面向关系利用的鲁棒图学习方法研究
发布时间:2019-07-04 15:36
【摘要】:关系在现实世界中无处不在。在机器学习研究领域,数据中有两类关系不容忽视:1)样本之间的关系;2)标记之间的关系。大量研究结果表明,对这两类关系的合理利用对提升训练模型的预测能力至关重要。基于图的方法是关系利用的一类主流范型。这方面的代表性工作获得了国际机器学习领域十年最佳论文奖。经过十余年的研究,基于图的方法已取得了许多成果。然而,其学习性能严重依赖于图的构建。现实任务中,图构建通常难以有效确定,使得学习性能的鲁棒性不佳,有时还会出现性能的损害。本硕士论文围绕提升关系利用的鲁棒性这一重要问题展开研究,主要取得了以下创新成果:第一,针对样本关系利用对图构建敏感的问题,提出了基于大间隔准则的图质量判断方法。该方法将鲁棒样本关系利用这一难题形式化为经典半监督支持向量机框架。
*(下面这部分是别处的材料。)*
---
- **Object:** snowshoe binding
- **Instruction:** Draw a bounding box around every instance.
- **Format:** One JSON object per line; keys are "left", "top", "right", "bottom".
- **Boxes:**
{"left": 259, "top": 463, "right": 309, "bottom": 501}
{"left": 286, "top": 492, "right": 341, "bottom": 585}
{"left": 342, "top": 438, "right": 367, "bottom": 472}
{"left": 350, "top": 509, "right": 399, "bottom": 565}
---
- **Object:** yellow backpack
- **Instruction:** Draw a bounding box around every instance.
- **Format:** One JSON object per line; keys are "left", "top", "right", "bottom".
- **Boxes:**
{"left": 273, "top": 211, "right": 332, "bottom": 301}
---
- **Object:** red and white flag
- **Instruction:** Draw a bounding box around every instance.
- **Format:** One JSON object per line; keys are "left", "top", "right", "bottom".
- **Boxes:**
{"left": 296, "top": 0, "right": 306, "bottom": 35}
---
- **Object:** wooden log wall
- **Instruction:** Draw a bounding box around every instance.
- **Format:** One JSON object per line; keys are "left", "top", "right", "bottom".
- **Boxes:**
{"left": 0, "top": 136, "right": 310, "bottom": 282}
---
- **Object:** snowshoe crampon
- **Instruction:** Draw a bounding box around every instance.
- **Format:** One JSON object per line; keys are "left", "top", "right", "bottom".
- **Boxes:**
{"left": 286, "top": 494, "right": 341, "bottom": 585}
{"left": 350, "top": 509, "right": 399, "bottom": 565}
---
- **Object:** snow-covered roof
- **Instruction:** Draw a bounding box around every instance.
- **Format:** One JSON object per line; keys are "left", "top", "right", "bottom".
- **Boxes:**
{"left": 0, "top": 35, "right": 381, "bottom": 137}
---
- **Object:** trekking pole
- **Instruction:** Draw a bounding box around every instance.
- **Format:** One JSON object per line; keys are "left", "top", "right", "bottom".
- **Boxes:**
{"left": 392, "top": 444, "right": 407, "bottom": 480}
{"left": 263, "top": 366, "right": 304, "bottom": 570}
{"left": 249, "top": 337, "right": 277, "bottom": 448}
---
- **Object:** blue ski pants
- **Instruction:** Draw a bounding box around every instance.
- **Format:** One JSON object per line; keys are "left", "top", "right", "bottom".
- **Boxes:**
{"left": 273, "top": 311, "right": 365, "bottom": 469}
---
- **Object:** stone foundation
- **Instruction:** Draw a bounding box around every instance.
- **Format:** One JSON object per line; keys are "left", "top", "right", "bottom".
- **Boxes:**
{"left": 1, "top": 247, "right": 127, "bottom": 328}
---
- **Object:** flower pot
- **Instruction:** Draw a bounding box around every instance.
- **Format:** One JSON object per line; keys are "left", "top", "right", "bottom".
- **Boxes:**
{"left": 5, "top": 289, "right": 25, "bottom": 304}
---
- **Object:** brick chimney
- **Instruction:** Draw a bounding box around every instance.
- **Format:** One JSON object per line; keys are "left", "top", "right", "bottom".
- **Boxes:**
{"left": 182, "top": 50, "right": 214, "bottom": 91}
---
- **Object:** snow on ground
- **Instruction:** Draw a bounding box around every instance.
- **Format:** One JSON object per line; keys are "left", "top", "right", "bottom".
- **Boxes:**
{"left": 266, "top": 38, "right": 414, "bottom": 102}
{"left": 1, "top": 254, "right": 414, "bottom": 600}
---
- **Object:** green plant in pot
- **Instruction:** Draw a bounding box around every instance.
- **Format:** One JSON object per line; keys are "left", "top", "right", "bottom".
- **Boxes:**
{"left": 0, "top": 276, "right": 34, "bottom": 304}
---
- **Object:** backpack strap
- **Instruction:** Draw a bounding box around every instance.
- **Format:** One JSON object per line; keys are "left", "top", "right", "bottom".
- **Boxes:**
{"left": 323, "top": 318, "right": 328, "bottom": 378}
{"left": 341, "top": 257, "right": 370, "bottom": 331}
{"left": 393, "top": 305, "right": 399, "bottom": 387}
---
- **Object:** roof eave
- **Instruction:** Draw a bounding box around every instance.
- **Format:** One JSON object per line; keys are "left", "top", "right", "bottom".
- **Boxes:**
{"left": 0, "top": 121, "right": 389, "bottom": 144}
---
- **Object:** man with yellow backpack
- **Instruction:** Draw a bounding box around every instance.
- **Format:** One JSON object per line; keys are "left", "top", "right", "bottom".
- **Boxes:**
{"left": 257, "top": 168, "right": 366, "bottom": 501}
优化上给出高效的求解算法。实验结果表明,该方法显著提升样本关系利用的鲁棒性,有效避免传统方法会导致性能退化的现象。本论文还进一步将大间隔准则拓展用于带噪样本关系,提出了高效学习算法,有效防止带噪样本关系对性能的危害。第二,针对标记关系利用对图构建敏感的问题,提出了基于分类器构圈的标记关系利用方法。该方法通过将分类器以圈形式构建,克服了传统学习方法在标记关系利用中分类器次序对性能的严重影响。论文分析了该方法的时间复杂度与传统方法相当,不显著增加计算开销。实验结果表明,该方法显著提升标记关系利用的鲁棒性,有效避免传统标记关系利用方法会导致性能不佳的现象。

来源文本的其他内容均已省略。